09 julio 2012

¿Como se llama usted, señor?




Narciso Rodriguez Hidalgo, y lo supieron tarde en el aula 3 E cuando “El albergue de las mujeres tristes” se depositó en la estantería del fondo enfrente del ventanal desde el que se divisa la valla de las espinas verdes. Dentro del estribillo de la copla alegre.

Te vas por peteneras al zoco porque huyes del año aquel del renacimiento, cuando después de inventarte un nombre certificaste un lugar magreado por el tiempo, quizás Ciudad Negra. Y trabajaste en el fielato de La Azucarera junto al vertedero de “La Mulata” trajinando el pasado con verbos y melodías, bufidos de vapor del trenecillo de Almorchón y juramentos velados entre los dientes amarillos de los de Marchamalo.

Y cerrando los ojos, fuertemente agarrado a las sábanas, han transitado tus pasos por habitaciones de mil casas, pintadas de colores, de carbón y telarañas, que olieron distinto cada noche, cada suspiro. Quieto y cercano, con el dobladillo entre los dientes, has ido y vuelto y retorcido. Las nubes, las tocaste todas en un instante preciso de tu existencia, como antílopes asustadas perseguidas por el viento se han juntado en el remanso del río verde esmeralda donde pastas ahora.

Probablemente las horas se dividan en dos o tres y los momentos en miriadas de segundos mientras permaneces esperando elegir el libro del estante para ser abierto.
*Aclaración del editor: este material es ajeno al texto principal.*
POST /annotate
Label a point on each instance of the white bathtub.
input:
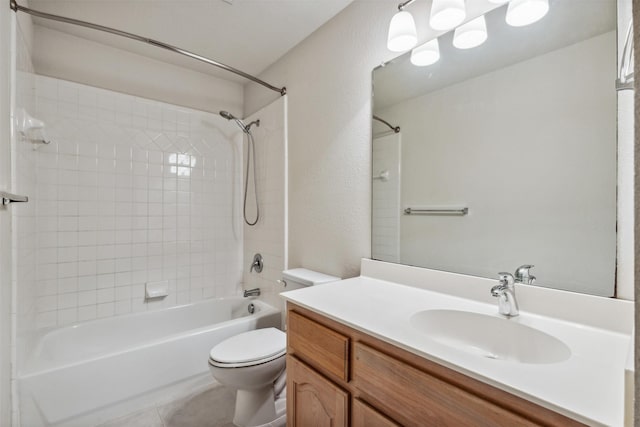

Porque lo sabrán ellas, sus páginas, pasadas de tres en tres, mutiladas y numeradas arbitrariamente. Porque lo saben todo.

Decían entonces. “¡Ah!, se me olvidaba decirles que soy ateo”.

Ahora entre los dedos permanece inalterado el olor de la tomatera acariciada levemente a la caída de la tarde después de un día de mucho sol, después del rezo.

¡Ah! Porqué escribo. Bueno, pues por eso.